“We need to keep within 1.5 to stay alive!” SPREP tells COP28 [1]
Monday, December 11, 2023 - 18:39
Pacific Leaders, who view climate change impacts as a serious "existential threat", have declared their region under a State of Climate Emergency, the Director General of the Secretariat of the Pacific Regional Environment Programme (SPREP) Mr Sefanaia Nawadra told a high-level segment on Climate Change at COP28, in Dubai, UAE on 9 December.
The Pacific-expected outcomes from COP28, are calling for world leaders to keep the 1.5 degrees limit within reach, and to cut green house gas emissions.
SPREP
SPREP is the Pacific’s inter-governmental organisation established by Pacific Island governments 30 years ago, and charged with protecting and managing the environment and natural resources of the Pacific, increasingly from the impacts of climate change.
Director General Nawadra said the Pacific small island developing states had again, come to COP28 with a loud and clear clarion call for the world to hear.
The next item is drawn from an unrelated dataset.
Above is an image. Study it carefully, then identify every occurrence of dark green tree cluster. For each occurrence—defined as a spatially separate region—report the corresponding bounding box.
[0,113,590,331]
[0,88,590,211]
“We need to keep within 1.5 to stay alive!”, he said.
1.5°C target
The Intergovernmental Panel on Climate Change (IPCC), states that the world can still limit warming below 1.5°C, provided global greenhouse gas emissions peak before 2025, and are halved by 2030.
“This is the hope we are holding on to, and calling for all to make a reality,” said Mr. Nawadra.
SPREP calls for COP28 to put in place a global stocktake that facilitates the course correction necessary for keeping below the 1.5C limit, and must include a phasing out of fossil fuels and an end to fossil fuel subsidies, in line with the best available science and the principles, and provisions of the Paris Agreement.
There’s also a need to triple global renewable energy capacity by 2030.
Meanwhile, developed countries must deliver on their commitment to the $100B Climate Financing goal, as financing remains inadequate, said Mr. Nawadra.
Pacific Ocean
He said the Pacific Ocean is the largest and only sustainably managed tuna fisheries in the world, vital to global food security and the lifeblood of our island nation economies, but it is at risk from climate change.
"We continue to call for all relevant constituted bodies to have oceans on their agendas and work plans in some form and wish to see a formal placement of the oceans dialogue on the agenda."